With the Supreme Court omitting cloud DVR in its 2014 Aereo ruling, pay-TV providers can experiment with these cloud services as strategies to build subscriber loyalty and increase revenues.
“The Aereo case left licensing for cloud DVR rights largely unaffected, allowing pay-TV providers to move forward with cloud DVR development and implementation,” says Glenn Hower, research analyst, Parks Associates. “For example, Comcast recently launched in Atlanta its X1 DVR service, which allows, among other capabilities, subscribers to access DVR recordings on their mobile devices. As content owners and providers experiment with cloud technology, the consumers reap the benefits through access to these innovative offerings.”
More than 40% of broadband households in the United States and United Kingdom and over 30% of broadband households in Belgium and France have some kind of DVR. Consumer demand for DVR capabilities remains strong; however, the industry is still grappling with contentious content issues such as storage capacity and duration.

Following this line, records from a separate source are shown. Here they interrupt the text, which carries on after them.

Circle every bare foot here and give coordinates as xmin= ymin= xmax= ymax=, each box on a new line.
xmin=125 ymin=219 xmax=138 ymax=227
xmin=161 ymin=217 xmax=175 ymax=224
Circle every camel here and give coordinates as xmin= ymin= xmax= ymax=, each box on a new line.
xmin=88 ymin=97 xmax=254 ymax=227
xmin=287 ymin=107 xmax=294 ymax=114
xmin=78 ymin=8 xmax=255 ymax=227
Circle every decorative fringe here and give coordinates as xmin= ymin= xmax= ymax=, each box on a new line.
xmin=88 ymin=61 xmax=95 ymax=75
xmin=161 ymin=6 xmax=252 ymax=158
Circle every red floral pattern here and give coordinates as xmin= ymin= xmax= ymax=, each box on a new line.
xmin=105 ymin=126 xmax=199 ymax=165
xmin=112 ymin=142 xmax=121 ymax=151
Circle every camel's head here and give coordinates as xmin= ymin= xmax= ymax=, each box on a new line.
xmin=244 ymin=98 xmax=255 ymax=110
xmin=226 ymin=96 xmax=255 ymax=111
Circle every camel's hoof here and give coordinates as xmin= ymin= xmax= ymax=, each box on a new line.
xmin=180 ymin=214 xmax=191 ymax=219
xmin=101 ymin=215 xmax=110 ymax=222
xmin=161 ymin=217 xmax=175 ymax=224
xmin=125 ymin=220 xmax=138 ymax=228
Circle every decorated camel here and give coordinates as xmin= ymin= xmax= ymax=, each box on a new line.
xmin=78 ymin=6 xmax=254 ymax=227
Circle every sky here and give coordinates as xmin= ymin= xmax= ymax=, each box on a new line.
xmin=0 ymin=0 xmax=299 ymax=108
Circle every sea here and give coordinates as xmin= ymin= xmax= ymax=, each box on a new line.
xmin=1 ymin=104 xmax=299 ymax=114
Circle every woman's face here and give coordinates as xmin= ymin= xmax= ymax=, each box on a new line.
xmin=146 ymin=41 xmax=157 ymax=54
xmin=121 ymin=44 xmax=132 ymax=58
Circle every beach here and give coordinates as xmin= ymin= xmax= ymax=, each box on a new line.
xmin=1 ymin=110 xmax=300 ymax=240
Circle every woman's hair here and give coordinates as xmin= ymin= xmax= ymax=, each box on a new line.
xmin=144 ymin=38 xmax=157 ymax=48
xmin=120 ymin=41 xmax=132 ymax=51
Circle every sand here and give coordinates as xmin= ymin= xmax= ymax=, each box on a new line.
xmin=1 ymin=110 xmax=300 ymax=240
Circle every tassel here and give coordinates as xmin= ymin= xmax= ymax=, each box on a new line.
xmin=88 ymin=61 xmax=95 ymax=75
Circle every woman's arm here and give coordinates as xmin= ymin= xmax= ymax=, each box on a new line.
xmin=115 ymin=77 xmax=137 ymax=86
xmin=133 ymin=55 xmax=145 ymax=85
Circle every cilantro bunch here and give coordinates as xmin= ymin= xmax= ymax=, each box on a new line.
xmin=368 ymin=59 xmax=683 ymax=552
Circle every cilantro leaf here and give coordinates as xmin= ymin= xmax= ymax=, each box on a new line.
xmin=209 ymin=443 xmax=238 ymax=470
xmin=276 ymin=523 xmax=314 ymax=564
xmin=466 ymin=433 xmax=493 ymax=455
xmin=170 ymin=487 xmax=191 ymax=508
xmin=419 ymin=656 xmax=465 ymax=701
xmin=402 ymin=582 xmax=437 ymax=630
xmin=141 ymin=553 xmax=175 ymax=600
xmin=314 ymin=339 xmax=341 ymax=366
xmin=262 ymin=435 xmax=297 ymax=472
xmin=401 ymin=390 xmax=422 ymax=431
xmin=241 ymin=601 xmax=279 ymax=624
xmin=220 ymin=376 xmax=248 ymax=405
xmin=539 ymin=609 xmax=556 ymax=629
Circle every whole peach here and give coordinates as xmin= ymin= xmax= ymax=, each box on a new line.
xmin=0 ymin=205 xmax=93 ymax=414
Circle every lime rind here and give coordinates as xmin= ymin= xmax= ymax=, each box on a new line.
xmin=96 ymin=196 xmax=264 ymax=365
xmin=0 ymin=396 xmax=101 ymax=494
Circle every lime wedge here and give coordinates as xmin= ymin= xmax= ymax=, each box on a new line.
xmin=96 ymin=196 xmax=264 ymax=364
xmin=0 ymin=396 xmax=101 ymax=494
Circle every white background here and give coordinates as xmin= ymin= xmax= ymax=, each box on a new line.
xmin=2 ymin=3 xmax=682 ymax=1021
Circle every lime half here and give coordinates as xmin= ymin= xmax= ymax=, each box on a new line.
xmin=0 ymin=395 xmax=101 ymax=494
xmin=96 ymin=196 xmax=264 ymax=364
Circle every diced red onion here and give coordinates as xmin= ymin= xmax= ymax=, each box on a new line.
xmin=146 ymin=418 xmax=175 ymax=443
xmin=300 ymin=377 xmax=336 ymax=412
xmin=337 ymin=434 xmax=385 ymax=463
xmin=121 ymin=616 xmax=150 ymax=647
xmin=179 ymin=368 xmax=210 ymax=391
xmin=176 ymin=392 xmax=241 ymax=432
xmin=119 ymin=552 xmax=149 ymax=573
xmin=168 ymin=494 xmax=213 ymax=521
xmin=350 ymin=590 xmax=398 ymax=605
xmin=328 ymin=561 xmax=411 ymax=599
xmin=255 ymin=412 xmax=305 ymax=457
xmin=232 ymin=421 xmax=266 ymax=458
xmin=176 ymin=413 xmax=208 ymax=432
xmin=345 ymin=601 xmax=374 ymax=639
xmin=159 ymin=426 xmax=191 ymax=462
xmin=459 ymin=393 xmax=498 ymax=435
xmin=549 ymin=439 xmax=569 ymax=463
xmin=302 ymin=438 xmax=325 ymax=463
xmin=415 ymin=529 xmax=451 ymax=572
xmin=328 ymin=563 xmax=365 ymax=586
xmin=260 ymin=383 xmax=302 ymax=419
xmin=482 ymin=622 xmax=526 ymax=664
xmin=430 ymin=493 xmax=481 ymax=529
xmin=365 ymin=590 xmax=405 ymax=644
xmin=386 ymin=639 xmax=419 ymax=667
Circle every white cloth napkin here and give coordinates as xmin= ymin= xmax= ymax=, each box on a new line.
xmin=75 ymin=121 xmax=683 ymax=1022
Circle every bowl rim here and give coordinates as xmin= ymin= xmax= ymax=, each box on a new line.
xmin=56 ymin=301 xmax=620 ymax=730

“Acquiring the rights for cloud DVR systems has been a complicated and arduous process,” Hower says. “Many European providers have been extremely diligent in negotiating with content rights owners on cloud DVR, but in the U.S., there is a much greater reliance on statutory and case law. Companies are relying on legislatures and courts to decide the status of rights.”
The U.S. Court of Appeals for the Second Circuit, in its opinion in Cartoon Network v. Cablevision, ruled that cloud DVR technology falls within the scope of fair use under copyright law, effectively allowing cloud DVR to legally exist. It was feared that ABC v. Aereo might overturn the Second Circuit’s ruling, but the Court intentionally excluded cloud DVR technology from its opinion.
“One of the largest concerns with content owners is the possibility of lost advertising revenue that comes with time-shifting content,” Hower says. “These new systems impact almost all aspects of traditional video services, including marketing, licensing, product, and technological strategies. Companies in this ecosystem need to explore new methods to leverage increased viewership from on-demand programming.”